Nondrug Interventions for Treatment of Hypertension

Abstract

J Clin Hypertens (Greenwich). 2011;13:829–835. ©2011 Wiley Periodicals, Inc.

The treatment of hypertension is no longer limited to the simple prescription of pharmaceuticals. For many patients, maximal medical therapy is insufficient to adequately treat refractory hypertension. In addition, some patients may prefer to explore therapies that do not involve drugs as an initial step.
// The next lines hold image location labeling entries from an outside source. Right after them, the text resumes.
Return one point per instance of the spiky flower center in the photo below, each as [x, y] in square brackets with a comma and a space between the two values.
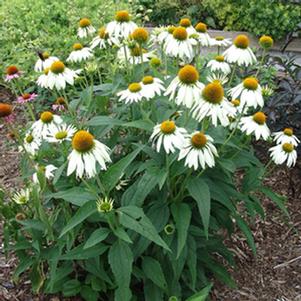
[250, 83]
[29, 138]
[134, 87]
[61, 135]
[259, 118]
[288, 131]
[235, 102]
[77, 46]
[168, 127]
[102, 33]
[147, 80]
[242, 41]
[266, 42]
[171, 29]
[155, 62]
[185, 22]
[5, 109]
[57, 67]
[180, 33]
[287, 147]
[188, 75]
[201, 27]
[45, 55]
[46, 117]
[83, 141]
[122, 16]
[140, 35]
[213, 93]
[11, 70]
[220, 58]
[85, 22]
[198, 140]
[219, 38]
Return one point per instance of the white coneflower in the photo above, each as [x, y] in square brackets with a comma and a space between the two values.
[133, 55]
[132, 94]
[151, 86]
[240, 53]
[220, 41]
[21, 197]
[59, 75]
[203, 36]
[86, 152]
[256, 125]
[44, 61]
[32, 143]
[286, 136]
[168, 135]
[85, 28]
[47, 170]
[79, 53]
[57, 133]
[219, 65]
[198, 151]
[284, 152]
[41, 127]
[185, 88]
[103, 39]
[104, 205]
[186, 23]
[180, 45]
[249, 93]
[122, 27]
[214, 105]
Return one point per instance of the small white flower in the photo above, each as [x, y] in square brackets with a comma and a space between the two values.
[284, 152]
[57, 133]
[86, 152]
[240, 53]
[198, 151]
[180, 45]
[32, 143]
[219, 65]
[151, 86]
[85, 28]
[79, 53]
[21, 197]
[40, 128]
[168, 135]
[132, 94]
[48, 171]
[286, 136]
[256, 125]
[213, 104]
[185, 89]
[122, 27]
[249, 93]
[44, 61]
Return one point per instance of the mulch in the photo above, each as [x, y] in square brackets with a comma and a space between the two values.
[273, 274]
Utilizing our broadening understanding of the physiology of hypertension, new technology and interventions have been developed that allow for treatments that do not rely on medications. In addition, dietary supplements and modification, as well as herbal supplements, may be useful under the right circumstances. Lifestyle modification remains a necessary part of treatment for all patients with hypertension. This article will review the evidence behind some available nondrug interventions for the treatment of hypertension.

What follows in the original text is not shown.